Screen shot from 20th Century Fox DVD. |
WHAT: I haven't seen this film yet; I somehow missed it the last time it screened locally, at the Stanford Theatre's 2012 Howard Hawks festival. I love the idea of Hawks adapting "The Ransom of Red Chief"- putting him in the excellent company of Yasujiro Ozu. I also am tickled picturing Henry Koster directing Marilyn Monroe and his It Started With Eve star Charles Laughton in "The Cop and the Anthem". I don't remember O. Henry's stories "The Clarion Call" or "The Last Leaf" well enough to imagine Henry Hathaway directing Richard Widmark, or Jean Negulesco directing Anne Baxter, as they did here.
But the O. Henry story that's been most deeply-ingrained in me is of course the heartbreakingly ironic Yuletide tale "The Gift of the Magi", which in this film was helmed by Henry King and featured Farley Granger and Jeanne Crain (pictured above). Like "The Clarion Call" and "The Cop and the Anthem" it had been filmed previously in 1909 by D.W. Griffith (I have not seen these versions either). Unlike those, it had also been planned to be made into a Technicolor musical by Otto Preminger in 1945. That film was shelved however, making King's version the best-known made in Hollywood.
WHERE/WHEN: Screens 7PM tonight only at the Castro Theatre, as part of the annual Noir City Xmas double-bill.
WHY: When Eddie Muller decided to use the announcement of the 2011 Noir City Film Festival as a fancy excuse to screen Remember The Night and Mr. Soft Touch in December 2010, I wonder if he realized he'd be creating a tradition that would stretch out for five Christmas seasons, providing excuses to show 35mm prints of ten holiday-related feature films to eager Castro audiences. Some of the selections have been more Xmassy (Remember the Night, last year's Christmas Eve) than noir, and others have been vice versa (Christmas Holiday in 2011 and Blast of Silence in 2013) but they've all been occasions to see mid-century motion pictures in a movie palace, and that's really all that matters. Tonight's screening pairs the O. Henry anthology with the wintry Curse of the Cat People, which I saw in a beautiful 35mm print at the Stanford last year. Between the two films there are seven different Hollywood directors, as Curse... was started by Gunther Von Fritsch in the director's chair, but finished by Robert Wise (his career-making promotion from the editor's booth) midway through production.
Even if you're not as excited as I am to see this double-bill, you may want to attend just to see a short documentary on the Noir City festival promised as part of the program, and to get the first eyeful of the full 2015 line-up. We already know that next year's festival is a week earlier than usual in recent years, running from January 16 to 25th, and that it will show the Film Noir Foundation's latest 35mm restorations, The Guilty and Woman on the Run (the latter a San Francisco-set Noir City rediscovery) at some point during the week and a half. I'm dying to know if last year's "international" edition (which brought me to the Castro for every single film screened, for the first time in festival history) will have some world-class ripples into this year's program, and to find out if "Czar of Noir" Eddie Muller is planning anything special for Martin Luther King, Jr. Day, which has for the past couple years been an occasion for a Castro screening of Wattstax, which seems likely to be a tradition no more with Noir City back in that weekend slot (as it had been when it was founded).

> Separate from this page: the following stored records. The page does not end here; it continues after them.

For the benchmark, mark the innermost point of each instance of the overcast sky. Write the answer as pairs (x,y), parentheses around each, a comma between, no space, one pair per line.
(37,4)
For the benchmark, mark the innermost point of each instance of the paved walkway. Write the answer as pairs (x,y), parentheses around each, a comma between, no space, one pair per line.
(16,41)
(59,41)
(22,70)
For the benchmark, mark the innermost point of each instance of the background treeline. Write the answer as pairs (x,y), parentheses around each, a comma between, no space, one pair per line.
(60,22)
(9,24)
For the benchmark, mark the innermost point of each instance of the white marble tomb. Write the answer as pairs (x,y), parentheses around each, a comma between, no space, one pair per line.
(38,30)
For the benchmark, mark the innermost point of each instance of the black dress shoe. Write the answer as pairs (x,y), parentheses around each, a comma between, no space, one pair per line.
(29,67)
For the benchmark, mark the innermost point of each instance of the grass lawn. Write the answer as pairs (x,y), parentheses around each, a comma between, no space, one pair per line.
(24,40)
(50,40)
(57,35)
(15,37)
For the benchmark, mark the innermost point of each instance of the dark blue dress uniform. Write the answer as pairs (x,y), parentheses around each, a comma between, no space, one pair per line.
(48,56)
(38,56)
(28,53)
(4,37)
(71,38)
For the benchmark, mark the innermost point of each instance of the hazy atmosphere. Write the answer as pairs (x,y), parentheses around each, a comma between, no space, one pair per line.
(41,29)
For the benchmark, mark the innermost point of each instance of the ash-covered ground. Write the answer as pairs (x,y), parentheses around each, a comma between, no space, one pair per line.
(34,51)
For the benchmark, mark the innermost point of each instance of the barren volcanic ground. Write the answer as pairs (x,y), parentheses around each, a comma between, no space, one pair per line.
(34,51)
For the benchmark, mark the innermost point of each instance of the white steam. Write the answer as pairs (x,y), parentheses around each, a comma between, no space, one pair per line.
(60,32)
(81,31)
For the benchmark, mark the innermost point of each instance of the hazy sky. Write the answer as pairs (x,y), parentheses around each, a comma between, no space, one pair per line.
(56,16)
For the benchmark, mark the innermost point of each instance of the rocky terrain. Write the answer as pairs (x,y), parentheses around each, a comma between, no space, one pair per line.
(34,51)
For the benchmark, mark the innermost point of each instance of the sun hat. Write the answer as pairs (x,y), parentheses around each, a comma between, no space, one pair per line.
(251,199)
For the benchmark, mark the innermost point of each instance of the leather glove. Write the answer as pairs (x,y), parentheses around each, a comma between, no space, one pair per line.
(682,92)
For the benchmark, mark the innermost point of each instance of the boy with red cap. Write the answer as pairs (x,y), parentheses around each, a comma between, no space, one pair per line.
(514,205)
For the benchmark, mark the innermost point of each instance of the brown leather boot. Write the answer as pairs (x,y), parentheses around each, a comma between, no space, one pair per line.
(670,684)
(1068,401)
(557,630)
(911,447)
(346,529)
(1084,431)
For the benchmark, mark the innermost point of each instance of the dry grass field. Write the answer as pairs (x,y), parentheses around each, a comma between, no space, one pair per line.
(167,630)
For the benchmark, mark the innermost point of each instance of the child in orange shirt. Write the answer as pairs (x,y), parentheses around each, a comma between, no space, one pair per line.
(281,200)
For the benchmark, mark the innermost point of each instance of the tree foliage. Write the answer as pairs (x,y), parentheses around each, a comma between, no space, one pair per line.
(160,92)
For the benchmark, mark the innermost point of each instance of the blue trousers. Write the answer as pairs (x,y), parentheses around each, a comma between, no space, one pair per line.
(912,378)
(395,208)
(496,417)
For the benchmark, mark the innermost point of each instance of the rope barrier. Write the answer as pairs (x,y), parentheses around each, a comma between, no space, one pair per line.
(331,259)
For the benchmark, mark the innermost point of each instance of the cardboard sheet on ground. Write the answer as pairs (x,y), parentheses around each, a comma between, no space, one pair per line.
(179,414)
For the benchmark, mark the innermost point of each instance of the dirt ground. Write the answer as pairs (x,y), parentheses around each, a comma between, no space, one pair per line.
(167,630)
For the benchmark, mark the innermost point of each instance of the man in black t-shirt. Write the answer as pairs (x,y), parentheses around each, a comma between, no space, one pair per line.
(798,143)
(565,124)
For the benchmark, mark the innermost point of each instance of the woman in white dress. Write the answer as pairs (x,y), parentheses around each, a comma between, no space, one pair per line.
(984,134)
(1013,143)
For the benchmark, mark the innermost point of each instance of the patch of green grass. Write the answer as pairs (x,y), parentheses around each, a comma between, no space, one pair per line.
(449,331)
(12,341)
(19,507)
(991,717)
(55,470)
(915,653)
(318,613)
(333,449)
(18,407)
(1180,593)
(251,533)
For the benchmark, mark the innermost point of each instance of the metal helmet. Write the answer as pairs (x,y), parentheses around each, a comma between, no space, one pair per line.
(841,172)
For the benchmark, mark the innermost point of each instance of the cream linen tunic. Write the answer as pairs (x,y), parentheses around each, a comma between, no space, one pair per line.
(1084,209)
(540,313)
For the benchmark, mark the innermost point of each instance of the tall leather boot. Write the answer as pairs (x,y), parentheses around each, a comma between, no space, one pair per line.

The Castro does have all its remaining December screenings planned out (including some more Christmas-themed programs: Muppet Christmas Carol, Die Hard and Scrooged this Sunday and It's A Wonderful Life Monday), as well as a number of its January ones as well. Those who love SF Sketchfest and Noir City equally will be glad to see that they overlap much less than in previous years, and that it's easy to filter all film events on the comedy festival's redesigned website.
Meanwhile, the Roxie, in addition to being a Sketchfest venue (screening a Preston Sturges film for, I think, the first time ever!) along with the Castro, is currently winding down the third iteration of its own international (specifically French) film noir series. I attended last night's screening of Witness In The City, an impressively atmospheric thriller based on a story written by the duo from where the ideas for Diabolique and Vertigo originally sprang (it repeats tonight) and I'll Spit On Your Graves, an imagining of American racial dynamics in the late 1950s that seems positively inept (unless I have a far worse understanding of history than I think I do) and that while watching made me feel far more forgiving of Hollywood attempts to depict foreign countries than usual. Maybe the hackers that have just encouraged James Franco to cancel his participation in this weekend's all-Coppola celebration, and made last month's Castro screening of The Interview seem a like an absolute must-see in hindsight should take a look at this one too. (It repeats at the Roxie tomorrow.)
HOW: O. Henry's Full House and The Curse of the Cat People both screen in 35mm prints.